Monday, Nov. 02, 1970
Prison Records
Like an old fighter, Sonny Brown struts across the green grass at Tehachapi, grinning in the morning sun behind bopster shades. A blue knit cap rides his head like a fez. Sonny always wears the cap; it sets him apart from the retinue of convicts who surround him.
Sonny (William) Brown is a jailbird, too, but he is not bound for chow. He is going to the gym to cut an album. Though Sonny has been in prison for all but 42 months of the past 20 years, he is, at age 42, at the peak of a spectacular musical career. Master of the piano, flute, bass, guitar and sax, he also composes, arranges and conducts. Lately he has led his band in three separate dates at Los Angeles' Ambassador Hotel. He and his band recently toured the state to rave reviews and tearful standing ovations.
Sonny is black. The kind of music he creates is a blend of jazz and gospel, with a glossy Stan Kenton sound and a chorus singing Sonny's simple lyrics--about peace and freedom, with a little protest thrown in. His career began in Cincinnati, where he wrote his first song before he was eight. Through a draft-board mix-up in 1943, Sonny was tapped for the Marines when he was only 14, got out, then served in the Navy from 1945 to 1948. By the time he was discharged, he had become a good clarinetist and saxophonist, as well as a good lightweight boxer. He settled in south-central L.A., boxed professionally and played in small jazz clubs for two years. He developed a heroin habit, was caught stealing a record player and thrown in jail. From then on, Sonny bounced back and forth between the state pens at Chino, Folsom and San Quentin, with only brief intervals on the street.
On parole, Sonny found life was almost worse than inside: "The board would tell me, 'Stay away from nightclubs.' Now how was I gonna play music if I couldn't go near no nightclubs? One time they got me a job with a seed company in Lompoc. They had me standin' there with a brush this long, pollinatin' flowers. I was a human bee. If a brother had ever seen me doin' that, he'd cut me dead."
In 1965 Sonny finally got lucky. For the first time, he was sent to one of California's most liberal penitentiaries, the California Correctional Institution at Tehachapi. The prison's superintendent is G.P. Lloyd, a penologist whose philosophy is "I trust everybody until they show me different." Lloyd got to talking with Sonny about music. In April of 1967 he let Sonny start a prison band and chorus. Sonny called the group the Fallen Sparrows, and Lloyd decided it should be allowed to travel the state and perform.
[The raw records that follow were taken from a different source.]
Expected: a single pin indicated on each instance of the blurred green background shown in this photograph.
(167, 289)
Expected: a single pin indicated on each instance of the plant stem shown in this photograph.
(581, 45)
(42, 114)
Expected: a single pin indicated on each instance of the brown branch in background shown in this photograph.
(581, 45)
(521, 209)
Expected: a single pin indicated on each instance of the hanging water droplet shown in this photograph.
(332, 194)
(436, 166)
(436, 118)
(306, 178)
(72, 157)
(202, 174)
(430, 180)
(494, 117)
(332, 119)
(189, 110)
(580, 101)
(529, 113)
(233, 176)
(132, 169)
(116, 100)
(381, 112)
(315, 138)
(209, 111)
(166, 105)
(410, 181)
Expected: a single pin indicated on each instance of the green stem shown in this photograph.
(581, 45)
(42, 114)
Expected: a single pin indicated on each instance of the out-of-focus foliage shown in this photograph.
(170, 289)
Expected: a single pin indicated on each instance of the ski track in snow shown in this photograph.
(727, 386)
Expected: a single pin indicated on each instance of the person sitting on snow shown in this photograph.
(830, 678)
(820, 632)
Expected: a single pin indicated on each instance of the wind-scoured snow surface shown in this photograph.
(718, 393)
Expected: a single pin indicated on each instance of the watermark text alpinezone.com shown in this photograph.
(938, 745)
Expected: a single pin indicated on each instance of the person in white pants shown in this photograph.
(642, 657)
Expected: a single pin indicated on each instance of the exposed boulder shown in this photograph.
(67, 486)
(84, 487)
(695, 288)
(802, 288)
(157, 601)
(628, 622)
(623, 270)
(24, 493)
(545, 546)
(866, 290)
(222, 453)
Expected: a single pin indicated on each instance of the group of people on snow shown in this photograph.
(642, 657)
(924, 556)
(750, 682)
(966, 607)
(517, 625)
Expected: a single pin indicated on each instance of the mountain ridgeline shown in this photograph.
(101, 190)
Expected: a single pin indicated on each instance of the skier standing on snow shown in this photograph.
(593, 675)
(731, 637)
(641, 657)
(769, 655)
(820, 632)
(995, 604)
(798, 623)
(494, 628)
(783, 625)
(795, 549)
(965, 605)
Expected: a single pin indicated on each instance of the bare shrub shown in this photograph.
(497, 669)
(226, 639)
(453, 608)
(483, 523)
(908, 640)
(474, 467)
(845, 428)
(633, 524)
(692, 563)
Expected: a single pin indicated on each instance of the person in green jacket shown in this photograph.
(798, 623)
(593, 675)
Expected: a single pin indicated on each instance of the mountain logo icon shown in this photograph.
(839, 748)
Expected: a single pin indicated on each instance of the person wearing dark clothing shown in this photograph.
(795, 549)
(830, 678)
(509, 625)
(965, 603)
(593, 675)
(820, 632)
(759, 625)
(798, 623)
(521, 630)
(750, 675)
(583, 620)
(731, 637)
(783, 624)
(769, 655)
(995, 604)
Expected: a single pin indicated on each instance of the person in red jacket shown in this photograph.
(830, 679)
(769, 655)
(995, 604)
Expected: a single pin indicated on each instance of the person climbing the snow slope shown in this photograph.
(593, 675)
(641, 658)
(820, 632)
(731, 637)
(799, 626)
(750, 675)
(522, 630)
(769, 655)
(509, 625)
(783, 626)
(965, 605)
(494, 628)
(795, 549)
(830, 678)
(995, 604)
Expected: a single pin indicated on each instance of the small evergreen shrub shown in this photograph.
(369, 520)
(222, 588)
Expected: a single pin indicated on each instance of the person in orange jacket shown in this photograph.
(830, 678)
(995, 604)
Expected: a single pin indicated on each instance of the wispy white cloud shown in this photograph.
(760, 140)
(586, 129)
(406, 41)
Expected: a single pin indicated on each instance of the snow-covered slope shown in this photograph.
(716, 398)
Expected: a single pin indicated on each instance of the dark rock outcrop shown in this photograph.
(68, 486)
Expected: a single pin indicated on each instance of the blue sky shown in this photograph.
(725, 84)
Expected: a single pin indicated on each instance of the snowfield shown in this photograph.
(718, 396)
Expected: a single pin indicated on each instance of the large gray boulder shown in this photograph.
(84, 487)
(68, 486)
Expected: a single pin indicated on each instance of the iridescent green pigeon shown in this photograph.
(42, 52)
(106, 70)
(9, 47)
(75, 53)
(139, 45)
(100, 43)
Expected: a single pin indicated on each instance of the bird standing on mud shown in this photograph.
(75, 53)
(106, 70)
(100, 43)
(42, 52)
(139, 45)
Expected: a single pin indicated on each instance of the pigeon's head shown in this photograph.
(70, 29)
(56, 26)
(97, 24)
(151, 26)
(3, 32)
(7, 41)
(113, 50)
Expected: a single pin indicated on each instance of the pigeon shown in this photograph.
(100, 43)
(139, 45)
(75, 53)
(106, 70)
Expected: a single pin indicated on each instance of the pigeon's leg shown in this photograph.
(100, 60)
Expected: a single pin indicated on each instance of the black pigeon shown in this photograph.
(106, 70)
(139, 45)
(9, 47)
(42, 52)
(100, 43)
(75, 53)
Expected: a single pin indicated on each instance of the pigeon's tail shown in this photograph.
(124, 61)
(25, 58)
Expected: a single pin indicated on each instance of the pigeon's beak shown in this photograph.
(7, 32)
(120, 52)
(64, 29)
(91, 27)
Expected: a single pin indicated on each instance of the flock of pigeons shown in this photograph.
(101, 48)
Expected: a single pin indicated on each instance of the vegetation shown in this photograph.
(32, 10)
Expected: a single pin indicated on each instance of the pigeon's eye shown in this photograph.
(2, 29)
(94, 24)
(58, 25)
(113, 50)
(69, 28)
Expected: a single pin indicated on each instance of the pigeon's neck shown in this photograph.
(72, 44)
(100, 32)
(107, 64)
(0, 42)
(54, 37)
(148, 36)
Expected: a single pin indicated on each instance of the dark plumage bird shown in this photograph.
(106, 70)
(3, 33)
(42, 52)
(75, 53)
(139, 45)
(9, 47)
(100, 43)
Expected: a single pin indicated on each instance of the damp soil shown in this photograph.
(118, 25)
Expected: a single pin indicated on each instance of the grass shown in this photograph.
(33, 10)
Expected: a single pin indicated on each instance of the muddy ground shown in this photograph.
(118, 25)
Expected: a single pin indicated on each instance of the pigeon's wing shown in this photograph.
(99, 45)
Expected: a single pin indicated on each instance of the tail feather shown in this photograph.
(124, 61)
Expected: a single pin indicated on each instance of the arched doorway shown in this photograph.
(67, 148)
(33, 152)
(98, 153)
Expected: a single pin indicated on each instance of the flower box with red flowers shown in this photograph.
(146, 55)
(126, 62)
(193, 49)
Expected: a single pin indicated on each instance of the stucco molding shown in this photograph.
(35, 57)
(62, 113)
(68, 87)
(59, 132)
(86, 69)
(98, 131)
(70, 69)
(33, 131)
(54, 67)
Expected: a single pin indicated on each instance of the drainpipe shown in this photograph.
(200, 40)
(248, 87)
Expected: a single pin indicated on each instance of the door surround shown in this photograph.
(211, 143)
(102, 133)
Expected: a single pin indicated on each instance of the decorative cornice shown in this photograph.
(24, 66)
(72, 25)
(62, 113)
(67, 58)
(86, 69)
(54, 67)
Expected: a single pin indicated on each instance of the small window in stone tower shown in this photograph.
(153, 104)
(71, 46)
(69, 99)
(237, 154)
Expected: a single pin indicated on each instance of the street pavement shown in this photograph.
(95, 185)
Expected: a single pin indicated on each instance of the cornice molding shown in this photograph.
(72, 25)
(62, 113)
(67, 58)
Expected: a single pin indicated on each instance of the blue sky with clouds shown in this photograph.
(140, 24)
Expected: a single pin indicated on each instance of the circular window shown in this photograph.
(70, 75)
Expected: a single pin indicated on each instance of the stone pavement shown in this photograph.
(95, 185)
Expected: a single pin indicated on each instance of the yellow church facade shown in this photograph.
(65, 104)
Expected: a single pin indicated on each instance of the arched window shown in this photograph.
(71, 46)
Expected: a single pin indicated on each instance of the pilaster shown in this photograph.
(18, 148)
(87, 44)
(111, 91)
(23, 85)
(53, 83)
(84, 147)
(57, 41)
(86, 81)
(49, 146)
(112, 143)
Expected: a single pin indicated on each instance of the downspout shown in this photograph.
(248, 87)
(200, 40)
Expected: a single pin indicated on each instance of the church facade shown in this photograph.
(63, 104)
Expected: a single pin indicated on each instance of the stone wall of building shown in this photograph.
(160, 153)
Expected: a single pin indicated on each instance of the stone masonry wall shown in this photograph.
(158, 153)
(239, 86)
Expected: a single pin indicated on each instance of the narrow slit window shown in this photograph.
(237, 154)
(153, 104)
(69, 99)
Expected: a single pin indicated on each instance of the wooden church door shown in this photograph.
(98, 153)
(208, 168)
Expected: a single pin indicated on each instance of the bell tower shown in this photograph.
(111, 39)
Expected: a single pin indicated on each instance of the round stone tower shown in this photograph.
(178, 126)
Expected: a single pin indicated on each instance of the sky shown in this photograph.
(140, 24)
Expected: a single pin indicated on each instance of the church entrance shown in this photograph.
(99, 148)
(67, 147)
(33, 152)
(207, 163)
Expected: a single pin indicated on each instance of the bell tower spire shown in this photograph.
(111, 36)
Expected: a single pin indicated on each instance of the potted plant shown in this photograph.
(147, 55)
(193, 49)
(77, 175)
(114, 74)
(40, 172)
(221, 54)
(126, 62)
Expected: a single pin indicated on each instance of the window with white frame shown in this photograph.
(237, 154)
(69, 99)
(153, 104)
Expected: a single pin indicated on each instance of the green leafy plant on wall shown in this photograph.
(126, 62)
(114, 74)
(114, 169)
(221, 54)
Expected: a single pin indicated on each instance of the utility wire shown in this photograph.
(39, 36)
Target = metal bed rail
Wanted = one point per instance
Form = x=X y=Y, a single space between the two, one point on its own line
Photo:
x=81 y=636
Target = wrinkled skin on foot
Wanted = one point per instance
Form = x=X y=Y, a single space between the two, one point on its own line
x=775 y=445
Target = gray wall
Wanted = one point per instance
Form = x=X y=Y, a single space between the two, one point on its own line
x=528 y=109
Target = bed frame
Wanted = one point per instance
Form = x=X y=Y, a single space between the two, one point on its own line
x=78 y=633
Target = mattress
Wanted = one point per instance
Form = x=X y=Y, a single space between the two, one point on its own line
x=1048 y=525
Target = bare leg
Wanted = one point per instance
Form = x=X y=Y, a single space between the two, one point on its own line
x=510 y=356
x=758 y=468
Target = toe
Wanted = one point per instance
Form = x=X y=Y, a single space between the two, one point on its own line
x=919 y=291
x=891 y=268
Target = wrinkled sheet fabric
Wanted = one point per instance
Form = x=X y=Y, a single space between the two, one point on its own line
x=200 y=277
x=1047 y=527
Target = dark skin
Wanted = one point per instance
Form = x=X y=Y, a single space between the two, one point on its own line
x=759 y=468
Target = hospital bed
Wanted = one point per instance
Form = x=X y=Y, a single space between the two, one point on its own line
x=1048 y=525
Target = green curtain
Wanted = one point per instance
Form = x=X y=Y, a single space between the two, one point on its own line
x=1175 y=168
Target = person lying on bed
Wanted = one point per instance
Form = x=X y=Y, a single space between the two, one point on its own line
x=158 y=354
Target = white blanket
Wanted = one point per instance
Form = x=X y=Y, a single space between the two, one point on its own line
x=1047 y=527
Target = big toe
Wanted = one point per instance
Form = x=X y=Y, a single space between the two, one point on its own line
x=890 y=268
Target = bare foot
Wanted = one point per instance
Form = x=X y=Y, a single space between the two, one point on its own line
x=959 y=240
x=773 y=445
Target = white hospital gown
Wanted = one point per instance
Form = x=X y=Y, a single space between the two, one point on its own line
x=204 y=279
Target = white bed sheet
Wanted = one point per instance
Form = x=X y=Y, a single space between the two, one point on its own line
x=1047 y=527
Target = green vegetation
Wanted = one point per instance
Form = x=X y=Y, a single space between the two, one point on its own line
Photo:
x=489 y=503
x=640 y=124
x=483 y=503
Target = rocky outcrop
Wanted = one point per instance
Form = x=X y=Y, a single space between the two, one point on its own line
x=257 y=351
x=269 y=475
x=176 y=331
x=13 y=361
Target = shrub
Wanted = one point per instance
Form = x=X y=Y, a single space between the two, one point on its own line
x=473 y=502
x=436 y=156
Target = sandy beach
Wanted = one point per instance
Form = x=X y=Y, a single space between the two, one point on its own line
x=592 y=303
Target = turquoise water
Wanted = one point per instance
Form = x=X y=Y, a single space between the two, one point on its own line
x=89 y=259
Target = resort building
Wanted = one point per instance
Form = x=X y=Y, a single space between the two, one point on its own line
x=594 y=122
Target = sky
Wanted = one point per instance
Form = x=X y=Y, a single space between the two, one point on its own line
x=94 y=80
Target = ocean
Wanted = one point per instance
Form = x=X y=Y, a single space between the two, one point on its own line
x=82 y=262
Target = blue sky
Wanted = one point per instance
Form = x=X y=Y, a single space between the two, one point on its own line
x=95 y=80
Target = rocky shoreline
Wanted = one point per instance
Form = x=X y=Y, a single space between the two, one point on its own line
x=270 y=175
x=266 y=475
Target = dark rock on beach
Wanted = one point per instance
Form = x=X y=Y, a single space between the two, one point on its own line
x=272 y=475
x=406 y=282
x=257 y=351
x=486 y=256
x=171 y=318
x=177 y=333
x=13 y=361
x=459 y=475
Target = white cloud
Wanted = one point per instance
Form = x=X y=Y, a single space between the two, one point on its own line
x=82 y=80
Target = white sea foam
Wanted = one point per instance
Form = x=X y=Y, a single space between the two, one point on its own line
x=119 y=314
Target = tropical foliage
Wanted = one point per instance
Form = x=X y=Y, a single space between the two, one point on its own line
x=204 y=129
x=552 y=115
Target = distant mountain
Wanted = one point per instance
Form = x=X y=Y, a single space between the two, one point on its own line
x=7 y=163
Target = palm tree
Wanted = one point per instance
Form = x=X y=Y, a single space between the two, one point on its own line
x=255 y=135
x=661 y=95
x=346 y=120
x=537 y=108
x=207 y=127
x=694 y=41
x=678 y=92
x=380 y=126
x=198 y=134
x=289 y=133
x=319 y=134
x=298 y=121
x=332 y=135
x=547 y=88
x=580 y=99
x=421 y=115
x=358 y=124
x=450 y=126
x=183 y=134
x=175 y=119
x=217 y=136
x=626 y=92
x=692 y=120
There was no legal provision for such a move, so Lloyd invited his boss, R.K. Procunier, California Director of Corrections, to audition the Sparrows. Procunier liked them so much he started crying. Since then, Sonny and the Sparrows--a chorus of 45 or more and a 15-man band--have made the rounds of the prisons, taped a television show in Bakersfield, played at high schools and colleges, Air Force bases, conventions, even a county fair.
When the group performed at U.C.L.A. last November, moans Lloyd, "they had to walk, 80 of them--men in for charges ranging from drugs up to murder --a quarter-mile across a campus milling with students. We only take seven guards. Any number could have just walked away. But nobody ever has."
Pheasant Under Glass. To build musical morale back at Tehachapi, Sonny got permission for the Sparrows to rehearse in patterned bell-bottoms and sports shirts instead of regulation blue denim. Besides, as black Percussion Man Warren Duncan says, "It's a gas to ride the buses, see all the mountains and the jack rabbits and road runners. And the concerts are wild. Young ladies crying at our music, and all those important people standin' up to give us an ovation. And the buffet dinner we had that time at the Ambassador Hotel . . . professional waiters. Ham. Mushroom sauce. Pheasant under glass. We didn't get back till 1 a.m."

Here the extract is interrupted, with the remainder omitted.